Пришла неожиданная мартовская оттепель. С крыш текла серая вода, и в Касатоновке стояла такая тишина, что слышно было, как лопается на реке лед. На столе перед Лементьевым белела депеша из Томска об отречении государя — новость дикая, не укладывающаяся в голове, но пока не изменившая ни чинов, ни порядков.

Дверь тихо отворилась. Вошла Марья, жена. Лицо её было напряженным, застывшим. 

— Фёдор... — тихо позвала Марья. — Слыхала я, на станции телеграф не умолкает. В Узловой люди смурные ходят, шепчутся, что теперь всё по-другому будет. А жандармы-то на месте, и губернатор в Томске сидит. Что ж это, Фёдор ? Кому теперь молиться, если и царя нет?

Лементьев медленно повернул голову. Голос его прозвучал глухо:

— Рано причитаешь. Если царя нет на троне, то Господь не допустит. Жизнь, Марья, она как река. Сверху пена пошла, шумиха всякая дурная, а глубина-то прежняя. Наша глубина.

— Да как же прежняя? — Марья шагнула ближе. — Прежде мы под Богом и царем жили, а теперь под кем? Вон, Игнатьев в Томск укатил, разузнать хочет. А ты всё сидишь. Гляди, Фёдор, как бы за этими криками большая беда не пришла. Дочь-то видишь? Ей расти надо, приданое копить, а тут — отречение...

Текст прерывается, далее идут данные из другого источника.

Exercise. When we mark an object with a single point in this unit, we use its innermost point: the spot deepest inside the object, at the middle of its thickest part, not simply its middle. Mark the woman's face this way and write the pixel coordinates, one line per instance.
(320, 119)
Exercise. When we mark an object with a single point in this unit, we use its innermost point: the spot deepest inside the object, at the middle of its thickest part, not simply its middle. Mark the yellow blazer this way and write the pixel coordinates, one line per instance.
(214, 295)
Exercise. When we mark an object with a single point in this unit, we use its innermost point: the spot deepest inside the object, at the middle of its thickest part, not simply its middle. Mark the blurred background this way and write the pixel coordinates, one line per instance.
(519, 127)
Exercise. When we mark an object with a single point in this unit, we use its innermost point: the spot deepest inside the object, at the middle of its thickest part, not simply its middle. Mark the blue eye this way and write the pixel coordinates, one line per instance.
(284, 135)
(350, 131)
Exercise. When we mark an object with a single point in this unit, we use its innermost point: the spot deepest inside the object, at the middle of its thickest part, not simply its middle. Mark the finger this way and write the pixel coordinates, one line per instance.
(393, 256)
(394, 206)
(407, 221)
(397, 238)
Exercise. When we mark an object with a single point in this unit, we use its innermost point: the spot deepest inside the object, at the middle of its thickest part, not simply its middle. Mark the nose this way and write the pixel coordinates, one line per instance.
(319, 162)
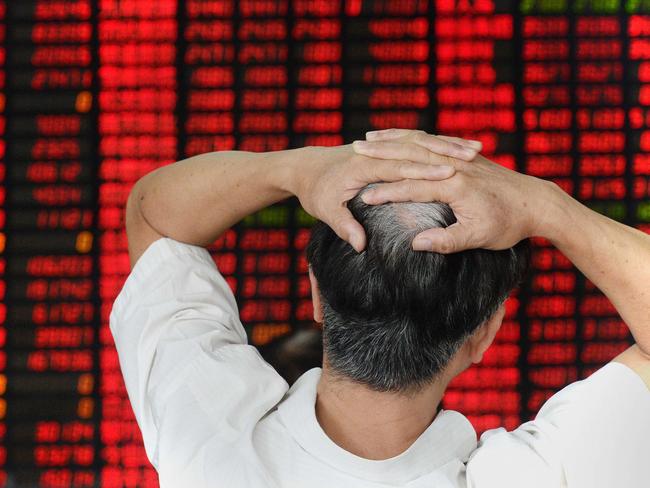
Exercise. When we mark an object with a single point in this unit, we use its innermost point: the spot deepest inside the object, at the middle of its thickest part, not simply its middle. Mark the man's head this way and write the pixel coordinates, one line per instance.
(393, 318)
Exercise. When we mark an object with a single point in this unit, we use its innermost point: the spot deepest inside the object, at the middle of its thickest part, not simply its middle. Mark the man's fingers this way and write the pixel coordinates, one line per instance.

— Иди к себе, Марья, — отрезал барин. — Не мути воду. Все наладится. Пока жандарм на посту и мука в цене, Лементьев на козлах усидит. — Барин немного взяв паузу, добавил: — И пока Пыжикова нет. — Он внутренне рассмеялся.  

Жена вздохнула и увела дочь. Фёдор Лукич подошел к окну. Там, в синих сумерках двора, Семён Капустин привычно возился у сараев, обтирая солому с крупа рысака. Барин посмотрел на широкую спину кучера и почувствовал холодное любопытство: «О чем ты думаешь, Сенька? Знаешь ли, что в столицах творится, или так же, как я, надеешься, что пронесет?».

Он вспомнил Юдина, его вечные оправдания про недовес и жандармские весы. Раньше он злился на это, как на воровство, а теперь подумал: а ну как Юдин уже тогда знал, что этот порядок — бумажный? Что он рухнет от одной телеграммы?

Лементьев вышел на крыльцо. Воздух был тяжелым, пахнущим талой водой. За лесом, со стороны станции, доносился привычный свист паровоза. В Сибири всё еще стояла тишина, и Временное правительство сулило спокойствие, но Лементьев кожей чувствовал: механизм сорвался. Внешне всё было по-старому, но из жизни ушел стержень, и эта кромешная пустота неизвестности пугала его больше, чем любой открытый бунт. 

Весь февраль и начало марта семнадцатого гремели набатом где-то в столицах, но до Касатоновки докатывался лишь глухой, тревожный отзвук. Отправной точкой всех изменений в Томске и его окрестностях стало третье марта. Василий Костомаров прибыл на станцию «Узловая» на следующий день после того, как было объявлено о свержении царя.  Он стоял на перроне.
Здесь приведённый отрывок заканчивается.